以下代码将从疫情爆发之初就绘制出受影响最严重国家累计死亡病例的时间序列图。
# Cumulative death casesfig16 = go.Figure()fig16.add_trace(go.Line(x = time_series_us['Date_reported'], y = time_series_us[' Cumulative_deaths'], name = 'USA'))
fig16.add_trace(go.Line(x = time_series_brazil['Date_reported'], y = time_series_brazil[' Cumulative_deaths'], name = 'Brazil'))
fig16.add_trace(go.Line(x = time_series_india['Date_reported'], y = time_series_india[' Cumulative_deaths'], name = 'India'))
fig16.add_trace(go.Line(x = time_series_russia['Date_reported'], y = time_series_russia[' Cumulative_deaths'], name = 'Russia'))
fig16.add_trace(go.Line(x = time_series_peru['Date_reported'], y = time_series_peru[' Cumulative_deaths'], name = 'Peru'))fig16.update_layout(title = 'Time Series of Most Affected countries"s Cumulative Death Cases')fig16.show()
c) Most affected Countries’ daily new cases over time:
c)一段时间以来受影响最严重的国家的每日新病例:
The following code will produce a time series chart of the most affected countries’ daily new cases right from the beginning of the outbreak.

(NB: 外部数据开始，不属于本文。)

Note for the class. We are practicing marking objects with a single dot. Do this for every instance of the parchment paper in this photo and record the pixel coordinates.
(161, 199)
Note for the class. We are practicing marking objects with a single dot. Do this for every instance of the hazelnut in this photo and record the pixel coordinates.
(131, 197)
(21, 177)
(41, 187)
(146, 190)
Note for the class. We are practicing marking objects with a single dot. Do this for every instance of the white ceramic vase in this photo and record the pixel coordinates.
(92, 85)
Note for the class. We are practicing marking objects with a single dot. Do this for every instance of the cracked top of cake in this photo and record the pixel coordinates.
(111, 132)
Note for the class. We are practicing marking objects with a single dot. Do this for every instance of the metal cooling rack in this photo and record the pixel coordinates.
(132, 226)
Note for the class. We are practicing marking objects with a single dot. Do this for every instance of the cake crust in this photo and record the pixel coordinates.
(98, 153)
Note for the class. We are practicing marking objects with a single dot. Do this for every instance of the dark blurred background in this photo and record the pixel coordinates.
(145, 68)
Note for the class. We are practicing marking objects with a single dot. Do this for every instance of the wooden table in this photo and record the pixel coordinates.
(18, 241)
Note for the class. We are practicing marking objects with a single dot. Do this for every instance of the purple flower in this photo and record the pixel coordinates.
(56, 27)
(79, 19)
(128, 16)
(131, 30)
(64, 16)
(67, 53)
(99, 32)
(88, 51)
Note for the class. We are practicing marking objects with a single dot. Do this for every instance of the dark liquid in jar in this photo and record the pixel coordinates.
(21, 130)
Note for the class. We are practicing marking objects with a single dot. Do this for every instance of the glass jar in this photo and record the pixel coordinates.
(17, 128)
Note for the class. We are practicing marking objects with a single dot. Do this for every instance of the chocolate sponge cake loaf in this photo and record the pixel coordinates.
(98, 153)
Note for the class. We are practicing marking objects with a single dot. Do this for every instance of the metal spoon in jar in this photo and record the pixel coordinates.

以下代码将从疫情爆发之初就产生受影响最严重国家的每日新病例的时序图。
# Daily new casesfig17 = go.Figure()fig17.add_trace(go.Line(x = time_series_us['Date_reported'], y = time_series_us[' New_cases'], name = 'USA'))
fig17.add_trace(go.Line(x = time_series_brazil['Date_reported'], y = time_series_brazil[' New_cases'], name = 'Brazil'))
fig17.add_trace(go.Line(x = time_series_india['Date_reported'], y = time_series_india[' New_cases'], name = 'India'))
fig17.add_trace(go.Line(x = time_series_russia['Date_reported'], y = time_series_russia[' New_cases'], name = 'Russia'))
fig17.add_trace(go.Line(x = time_series_peru['Date_reported'], y = time_series_peru[' New_cases'], name = 'Peru'))fig17.update_layout(title = 'Time Series of Most Affected countries"s Daily New Cases')fig17.show()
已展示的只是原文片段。